Considerations for demonstrating product comparability and process consistency with cell therapy products
View Presentation View Presentation
*Thomas Finn, FDA/CBER 

Keywords: cell therapy, product comparability, process consistency

Cell therapies offer tremendous potential for treating a wide array of serious medical conditions, and may be the best strategy for some very difficult to treat diseases. Some cell therapies are personalized to the degree that product lots are manufactured for each individual patient. But challenges for manufacturing these products are numerous, and for some cell therapies demonstrating consistent product quality can be difficult. Two main areas of concern are 1) that a manufacturing process consistently generates a quality product; and 2) that product quality is being maintained after a manufacturing change.

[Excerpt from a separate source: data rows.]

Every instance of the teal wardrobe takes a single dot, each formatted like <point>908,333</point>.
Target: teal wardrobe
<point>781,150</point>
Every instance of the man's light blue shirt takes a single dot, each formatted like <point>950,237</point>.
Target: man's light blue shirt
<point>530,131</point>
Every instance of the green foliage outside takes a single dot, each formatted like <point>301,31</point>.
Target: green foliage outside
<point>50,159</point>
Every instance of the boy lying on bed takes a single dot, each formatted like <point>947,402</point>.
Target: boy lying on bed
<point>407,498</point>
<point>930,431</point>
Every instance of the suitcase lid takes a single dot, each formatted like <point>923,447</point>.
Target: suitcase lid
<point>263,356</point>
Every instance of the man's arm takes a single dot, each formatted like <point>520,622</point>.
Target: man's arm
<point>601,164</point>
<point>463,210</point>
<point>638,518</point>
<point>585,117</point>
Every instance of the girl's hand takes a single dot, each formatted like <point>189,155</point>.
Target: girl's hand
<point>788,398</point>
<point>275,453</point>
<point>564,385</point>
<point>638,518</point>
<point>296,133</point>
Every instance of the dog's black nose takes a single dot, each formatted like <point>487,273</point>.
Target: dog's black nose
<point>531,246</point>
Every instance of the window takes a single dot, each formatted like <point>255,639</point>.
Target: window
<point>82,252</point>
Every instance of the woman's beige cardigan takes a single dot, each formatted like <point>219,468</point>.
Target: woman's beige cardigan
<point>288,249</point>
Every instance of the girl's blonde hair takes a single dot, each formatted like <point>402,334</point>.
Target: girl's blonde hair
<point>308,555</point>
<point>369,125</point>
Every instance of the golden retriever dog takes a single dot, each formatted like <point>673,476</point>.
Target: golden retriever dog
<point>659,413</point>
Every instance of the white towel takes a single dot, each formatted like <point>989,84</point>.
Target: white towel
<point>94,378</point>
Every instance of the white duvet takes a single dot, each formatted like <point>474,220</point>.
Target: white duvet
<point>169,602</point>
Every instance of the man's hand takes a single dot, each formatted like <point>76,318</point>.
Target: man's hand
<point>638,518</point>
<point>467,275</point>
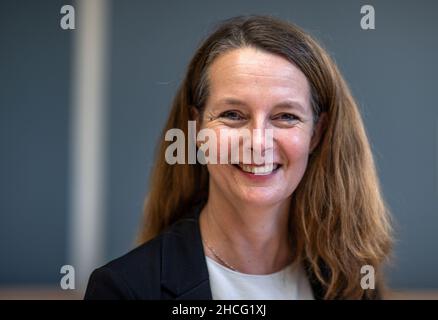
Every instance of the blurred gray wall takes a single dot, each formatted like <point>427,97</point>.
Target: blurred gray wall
<point>34,119</point>
<point>391,71</point>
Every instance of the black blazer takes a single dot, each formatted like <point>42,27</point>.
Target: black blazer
<point>170,266</point>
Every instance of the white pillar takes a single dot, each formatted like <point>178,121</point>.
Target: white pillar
<point>87,153</point>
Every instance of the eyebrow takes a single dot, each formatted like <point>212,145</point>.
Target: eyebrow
<point>287,104</point>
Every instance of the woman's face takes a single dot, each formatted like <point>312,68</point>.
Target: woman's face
<point>253,89</point>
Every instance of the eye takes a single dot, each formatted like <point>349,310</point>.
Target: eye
<point>232,115</point>
<point>286,117</point>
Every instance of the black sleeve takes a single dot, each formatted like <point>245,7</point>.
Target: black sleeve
<point>105,284</point>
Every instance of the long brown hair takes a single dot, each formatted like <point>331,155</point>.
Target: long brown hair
<point>339,221</point>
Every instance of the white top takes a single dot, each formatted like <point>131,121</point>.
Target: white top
<point>291,283</point>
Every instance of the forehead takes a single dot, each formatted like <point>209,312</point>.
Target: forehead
<point>252,74</point>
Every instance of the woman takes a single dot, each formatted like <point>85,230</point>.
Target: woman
<point>299,227</point>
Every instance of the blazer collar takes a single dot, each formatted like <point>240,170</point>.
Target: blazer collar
<point>184,273</point>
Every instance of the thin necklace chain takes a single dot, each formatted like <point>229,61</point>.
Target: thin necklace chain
<point>217,256</point>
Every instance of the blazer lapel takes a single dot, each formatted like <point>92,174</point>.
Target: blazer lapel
<point>184,273</point>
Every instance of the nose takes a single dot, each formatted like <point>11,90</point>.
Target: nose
<point>262,140</point>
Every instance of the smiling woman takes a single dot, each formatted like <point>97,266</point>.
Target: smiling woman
<point>301,225</point>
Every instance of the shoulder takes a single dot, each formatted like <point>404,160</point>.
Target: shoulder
<point>139,273</point>
<point>134,275</point>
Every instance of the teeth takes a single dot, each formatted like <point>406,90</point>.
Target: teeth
<point>259,170</point>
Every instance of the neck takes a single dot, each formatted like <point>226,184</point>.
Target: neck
<point>253,239</point>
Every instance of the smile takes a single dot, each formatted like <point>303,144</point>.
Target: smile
<point>259,170</point>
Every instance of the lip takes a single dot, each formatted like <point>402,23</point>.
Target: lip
<point>257,177</point>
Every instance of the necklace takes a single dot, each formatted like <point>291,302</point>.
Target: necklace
<point>217,256</point>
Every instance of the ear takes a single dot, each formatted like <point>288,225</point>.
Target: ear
<point>318,131</point>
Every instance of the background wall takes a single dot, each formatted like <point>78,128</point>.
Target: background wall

Addressing these concerns is not always easy, and approaches used for traditional drugs or biologics may have to be adjusted to accommodate the more complex nature of cell therapies. Some personalized biologics can vary 100 fold lot-to-lot due to inherent variability of source material from patients. The level of product testing feasible for lot release may be limited for many practical reasons. In some cases limited product quality testing data may need to be supplemented with additional testing in order to establish product comparability or manufacturing consistency. Despite these difficulties, personalized autologous and allogeneic cell therapies also present some unique statistical opportunities. The number of lots generated during the IND phase can be many hundreds or even thousands, and for commercial products thousands per year. One can leverage these large data sets to evaluate manufacturing data in ways that cannot be done for more traditional biologics where small numbers of lots are generated. Ways in which statistics can be very helpful for evaluating cell therapy manufacturing goes beyond questions about product consistency and manufacturing, and can include manufacturing and distribution logistics, data trending to look for patterns among routine manufacturing results, and conducting stability studies. In some cases a statistical analysis can also be part of a post-marketing commitment. In this presentation I will discuss some of the regulatory concerns with traditional approaches to analysis of CMC data for these types of products, and cover some common flaws in study design and analysis.